Positano, Dibattito sulla libertà di stampa, informazione e formazione dei giornalisti
1. La libertà della stampa: un dibattito con mezzi impropri
Premetto che non sono interessato a discutere se la nostra stampa sia o no libera. E neppure sono interessato a discutere su quando abbia goduto di libertà e quando l’abbia invece perduta, e perchè. Ancor meno, mi interessa la polemica sul “regime”. Se mi limito alla mia esperienza personale, trovo che la situazione di oggi non sia diversa da quella di ieri.

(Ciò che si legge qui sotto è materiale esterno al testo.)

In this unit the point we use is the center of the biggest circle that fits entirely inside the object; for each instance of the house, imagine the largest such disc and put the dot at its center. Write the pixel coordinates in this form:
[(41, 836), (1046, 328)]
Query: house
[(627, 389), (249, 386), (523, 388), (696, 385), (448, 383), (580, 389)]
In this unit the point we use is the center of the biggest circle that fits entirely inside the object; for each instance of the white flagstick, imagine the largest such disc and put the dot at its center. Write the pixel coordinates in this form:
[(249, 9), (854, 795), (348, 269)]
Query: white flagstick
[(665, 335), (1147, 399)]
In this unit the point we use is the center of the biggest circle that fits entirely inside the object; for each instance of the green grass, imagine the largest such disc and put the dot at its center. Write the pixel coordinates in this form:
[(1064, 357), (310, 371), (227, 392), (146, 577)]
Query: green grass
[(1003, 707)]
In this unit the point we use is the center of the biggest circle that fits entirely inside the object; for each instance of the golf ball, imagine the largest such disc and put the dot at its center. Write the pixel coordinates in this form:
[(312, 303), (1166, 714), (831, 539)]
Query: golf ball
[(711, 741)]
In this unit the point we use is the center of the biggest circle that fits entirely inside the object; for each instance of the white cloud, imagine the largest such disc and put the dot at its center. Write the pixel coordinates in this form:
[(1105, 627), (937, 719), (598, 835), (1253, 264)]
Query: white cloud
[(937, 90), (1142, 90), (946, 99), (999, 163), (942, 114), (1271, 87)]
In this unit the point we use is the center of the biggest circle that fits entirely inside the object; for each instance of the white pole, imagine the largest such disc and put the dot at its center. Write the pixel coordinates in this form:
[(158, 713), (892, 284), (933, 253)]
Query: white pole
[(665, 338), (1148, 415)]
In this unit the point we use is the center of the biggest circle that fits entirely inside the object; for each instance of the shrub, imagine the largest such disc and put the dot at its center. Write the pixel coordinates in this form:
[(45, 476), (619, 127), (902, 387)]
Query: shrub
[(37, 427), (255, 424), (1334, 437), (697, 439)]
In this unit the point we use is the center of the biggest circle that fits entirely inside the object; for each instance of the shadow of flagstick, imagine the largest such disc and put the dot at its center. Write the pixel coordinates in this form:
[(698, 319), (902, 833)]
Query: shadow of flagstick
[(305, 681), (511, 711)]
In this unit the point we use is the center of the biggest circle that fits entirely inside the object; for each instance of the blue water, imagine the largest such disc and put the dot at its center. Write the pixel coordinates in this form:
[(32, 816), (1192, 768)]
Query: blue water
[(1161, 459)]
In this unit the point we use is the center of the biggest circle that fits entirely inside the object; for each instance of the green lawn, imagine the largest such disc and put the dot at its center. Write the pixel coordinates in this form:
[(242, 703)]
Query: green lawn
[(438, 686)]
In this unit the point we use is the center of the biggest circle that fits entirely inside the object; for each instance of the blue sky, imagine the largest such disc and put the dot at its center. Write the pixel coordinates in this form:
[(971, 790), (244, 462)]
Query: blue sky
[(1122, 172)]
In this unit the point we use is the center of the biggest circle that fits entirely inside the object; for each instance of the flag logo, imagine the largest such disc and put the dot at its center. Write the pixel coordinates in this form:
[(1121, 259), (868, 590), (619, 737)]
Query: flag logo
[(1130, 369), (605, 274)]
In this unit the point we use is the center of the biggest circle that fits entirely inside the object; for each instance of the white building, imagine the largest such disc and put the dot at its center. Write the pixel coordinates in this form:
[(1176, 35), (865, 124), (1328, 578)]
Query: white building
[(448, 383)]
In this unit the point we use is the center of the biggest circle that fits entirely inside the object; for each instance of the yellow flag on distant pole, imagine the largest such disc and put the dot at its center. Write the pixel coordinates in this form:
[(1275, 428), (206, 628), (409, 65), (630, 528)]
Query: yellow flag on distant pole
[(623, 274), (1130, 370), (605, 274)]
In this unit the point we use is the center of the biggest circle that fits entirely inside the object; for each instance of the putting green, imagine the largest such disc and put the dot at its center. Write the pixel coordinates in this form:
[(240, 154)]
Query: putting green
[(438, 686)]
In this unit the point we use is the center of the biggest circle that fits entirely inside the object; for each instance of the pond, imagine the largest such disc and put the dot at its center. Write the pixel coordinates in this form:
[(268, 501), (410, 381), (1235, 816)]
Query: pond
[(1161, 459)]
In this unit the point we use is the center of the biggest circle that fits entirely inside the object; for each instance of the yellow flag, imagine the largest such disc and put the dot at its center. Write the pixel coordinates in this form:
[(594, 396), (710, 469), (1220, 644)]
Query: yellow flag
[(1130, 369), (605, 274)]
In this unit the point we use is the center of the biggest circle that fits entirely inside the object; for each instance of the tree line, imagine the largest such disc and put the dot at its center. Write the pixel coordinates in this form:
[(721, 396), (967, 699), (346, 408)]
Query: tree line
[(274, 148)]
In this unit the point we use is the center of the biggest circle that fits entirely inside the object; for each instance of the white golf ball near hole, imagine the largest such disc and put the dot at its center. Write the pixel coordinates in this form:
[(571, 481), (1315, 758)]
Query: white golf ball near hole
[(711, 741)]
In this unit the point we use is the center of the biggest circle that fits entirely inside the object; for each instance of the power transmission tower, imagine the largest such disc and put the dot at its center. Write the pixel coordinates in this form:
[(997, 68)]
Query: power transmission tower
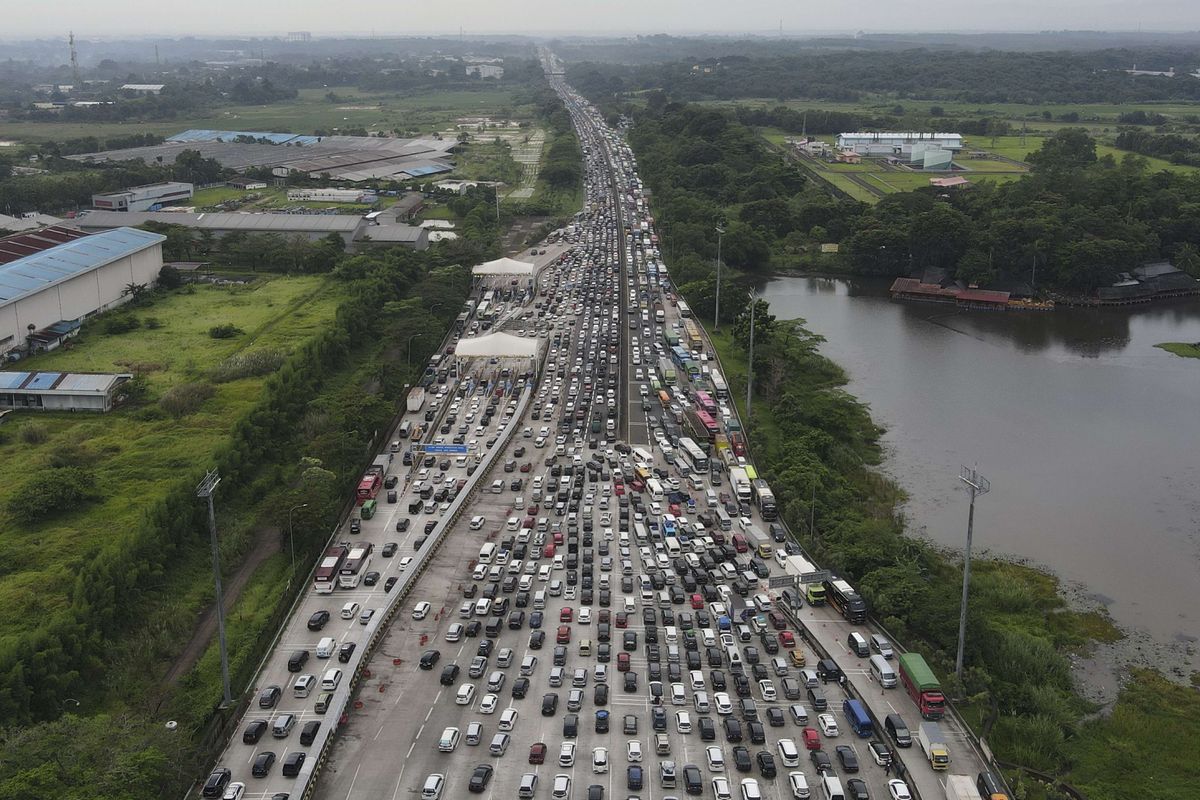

Forse sono cambiate le aspettative. Ad esempio, al tempo in cui cominciai a leggerli, scorrevo alcuni giornali per sapere che cosa pensavano e volevano gli imprenditori, i finanzieri, i capitalisti, insomma la destra. Oggi leggo gli stessi giornali per conoscere il pensiero dei borghesi illuminati, dei laicisti raffinati, degli intellettuali accreditati, insomma la sinistra. Ma, quanto alla libertà, non vedo differenze di rilievo. C’è in Italia grande varietà e grande vivacità. Se fossi costretto al gioco “libera-non libera”, direi che la nostra stampa è oggi almeno tanto libera quanto lo era ieri, anche se propendo a pensare che lo sia assai di più.
Faccio questa premessa per dire che il dibattito sulla libertà di stampa è, se vogliamo essere onesti, un dibattito politico condotto con altri mezzi, pro o contro Berlusconi, oppure pro o contro la seconda Repubblica, la Costituzione, il bipolarismo, le riforme, o che altro l’agenda politica ci pone davanti ogni giorno. E anche per dire che il nostro è un paese libero con una stampa tanto libera quanto quella di altri paesi liberi.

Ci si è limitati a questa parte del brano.